Panagiotou et al. (2026) Investigating the mechanisms of flood susceptibility with the use of multi-basin machine learning models in data-scarce environments in Cyprus
Identification
- Journal: Journal of Hydrology Regional Studies
- Year: 2026
- Date: 2026-01-06
- Authors: Constantinos F. Panagiotou, Giorgia Guerrisi, Davide De Santis, Fabio Del Frate, Marios Tzouvaras
- DOI: 10.1016/j.ejrh.2025.103075
Research Groups
- Eratosthenes Centre of Excellence, Limassol, Cyprus
- Department of Civil Engineering and Computer Science Engineering, Tor Vergata University of Rome, Rome, Italy
Short Summary
This study developed and compared multi-basin machine learning models (SVM, XGBoost, RF, MLP) for flood susceptibility assessment in data-scarce environments in Cyprus. It demonstrated that simplified Random Forest models, utilizing key topographical and land-use features, can provide rapid and accurate predictions for effective flood risk management.
Objective
- To develop multi-basin, within-region generalized machine learning models (MLMs) for flood susceptibility by merging data from eight watersheds and testing them on an "unseen" watershed in Cyprus.
- To comprehensively assess flood susceptibility by developing and comparing multiple MLMs and analyzing the influence of driving factors on flood emergence.
- To determine the minimum number of features required for developing simplified, cost-effective, and fast screening models suitable for data-scarce environments.
Study Configuration
- Spatial Scale: The island of Cyprus, focusing on nine small-scale watersheds (typically less than 100 square kilometers). Eight watersheds were used for training, and the Geroskipou watershed was used for testing.
- Temporal Scale: Flood susceptibility assessment based on physical characteristics. Input data included daily rainfall from 2011 to 2023/2024 and air temperature data from 2011 to 2024. Flood inventory data corresponded to a 500-year return period worst-case scenario.
Methodology and Data
- Models used: Support Vector Machine (SVM), Extreme Gradient Boosting (XGBoost), Random Forest (RF), Multilayer Perceptron (MLP).
- Data sources:
- Flood-related factors (7 features):
- Rainfall Intensity (RI): Daily rainfall data from 90 ground-based stations (2011–2023), calculated as modified Fournier index (dMFI).
- Euclidean distance from the drainage network (DD): Geoportal of Water Development Department.

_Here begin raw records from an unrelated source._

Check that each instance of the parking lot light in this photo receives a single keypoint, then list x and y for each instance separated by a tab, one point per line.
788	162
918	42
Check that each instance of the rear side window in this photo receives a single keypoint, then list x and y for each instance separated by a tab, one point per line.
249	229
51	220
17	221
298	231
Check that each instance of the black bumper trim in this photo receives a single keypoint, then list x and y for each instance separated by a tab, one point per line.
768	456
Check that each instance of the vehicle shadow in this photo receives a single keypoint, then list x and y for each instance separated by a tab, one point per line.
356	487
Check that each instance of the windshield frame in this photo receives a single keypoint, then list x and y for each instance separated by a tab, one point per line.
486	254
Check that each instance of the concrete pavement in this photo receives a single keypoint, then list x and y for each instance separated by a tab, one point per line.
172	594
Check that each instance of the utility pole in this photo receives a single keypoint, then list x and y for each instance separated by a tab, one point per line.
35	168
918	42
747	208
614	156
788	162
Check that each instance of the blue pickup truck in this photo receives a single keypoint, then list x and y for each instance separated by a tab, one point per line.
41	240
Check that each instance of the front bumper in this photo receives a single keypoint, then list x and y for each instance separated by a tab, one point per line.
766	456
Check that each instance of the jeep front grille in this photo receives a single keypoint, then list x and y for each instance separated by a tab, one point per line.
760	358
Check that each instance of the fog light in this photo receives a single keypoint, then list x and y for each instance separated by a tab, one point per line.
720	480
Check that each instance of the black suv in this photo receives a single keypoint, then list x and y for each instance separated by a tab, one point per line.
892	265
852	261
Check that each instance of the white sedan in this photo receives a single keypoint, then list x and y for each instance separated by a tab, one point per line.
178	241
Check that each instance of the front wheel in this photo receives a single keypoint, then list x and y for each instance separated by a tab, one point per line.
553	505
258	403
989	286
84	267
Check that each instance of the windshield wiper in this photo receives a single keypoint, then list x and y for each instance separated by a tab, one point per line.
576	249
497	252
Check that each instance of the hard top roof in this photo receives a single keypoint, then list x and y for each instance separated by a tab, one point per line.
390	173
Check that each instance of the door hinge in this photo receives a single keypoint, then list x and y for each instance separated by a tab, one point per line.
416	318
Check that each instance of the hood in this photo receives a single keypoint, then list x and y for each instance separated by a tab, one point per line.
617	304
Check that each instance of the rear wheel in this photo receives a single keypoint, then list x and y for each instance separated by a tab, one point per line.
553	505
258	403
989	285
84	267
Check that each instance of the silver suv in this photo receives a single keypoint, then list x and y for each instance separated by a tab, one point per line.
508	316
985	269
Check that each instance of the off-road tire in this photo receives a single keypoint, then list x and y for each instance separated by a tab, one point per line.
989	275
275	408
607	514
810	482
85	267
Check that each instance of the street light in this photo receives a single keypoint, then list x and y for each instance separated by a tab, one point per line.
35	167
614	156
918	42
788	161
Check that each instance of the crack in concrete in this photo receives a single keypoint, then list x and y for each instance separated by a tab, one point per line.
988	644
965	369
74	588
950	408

- Terrain Elevation (TE): Digital Elevation Model (DEM) with 25 meter resolution, Department of Land and Surveys (version 2023).
- Terrain Slope (TS): Derived from DEM.
- Soil (texture and depth): Geological Survey Department.
- Land Use and Land Cover (LULC): CORINE Land Cover 2018 (version 2020_20u1).
- Flow Accumulation (FA): Derived from DEM.
- Flood Inventory Database: Geospatial information on high-risk flood areas (500-year return period) from the geoportal of the national water authorities (WDD, 2023), supplemented by an expected flood susceptibility map (Panagiotou, 2025a).
- Training Dataset: 46,299 data points (31,311 non-flooded, 14,988 flooded) from eight watersheds.
- Test Dataset: 898 data points (449 for each class) from the Geroskipou watershed.
- Validation: Leave-One-Cluster-Out (LOCO) cross-validation strategy for training, and an independent test dataset for external validation.
- Flood-related factors (7 features):
Main Results
- All four MLMs achieved high performance, with Balanced Accuracy (BA) and F1 scores exceeding 0.95 for both training and test datasets.
- The SVM model exhibited the highest performance on the test dataset (BA = 0.995, F1 score = 0.996, Brier score = 0.003), closely followed by RF and MLP.
- Random Forest (RF) was selected for compiling multi-level susceptibility maps due to its robustness, ability to capture complex nonlinear relationships, and an optimal probability threshold (0.48) facilitating map interpretation.
- Feature importance analysis consistently identified Land Use and Land Cover (LULC), Terrain Slope (TS), Terrain Elevation (TE), and Flow Accumulation (FA) as the most significant flood-related factors across all MLMs. Rainfall Intensity (RI), Distance from Drainage Network (DD), and Soil properties showed minor influence.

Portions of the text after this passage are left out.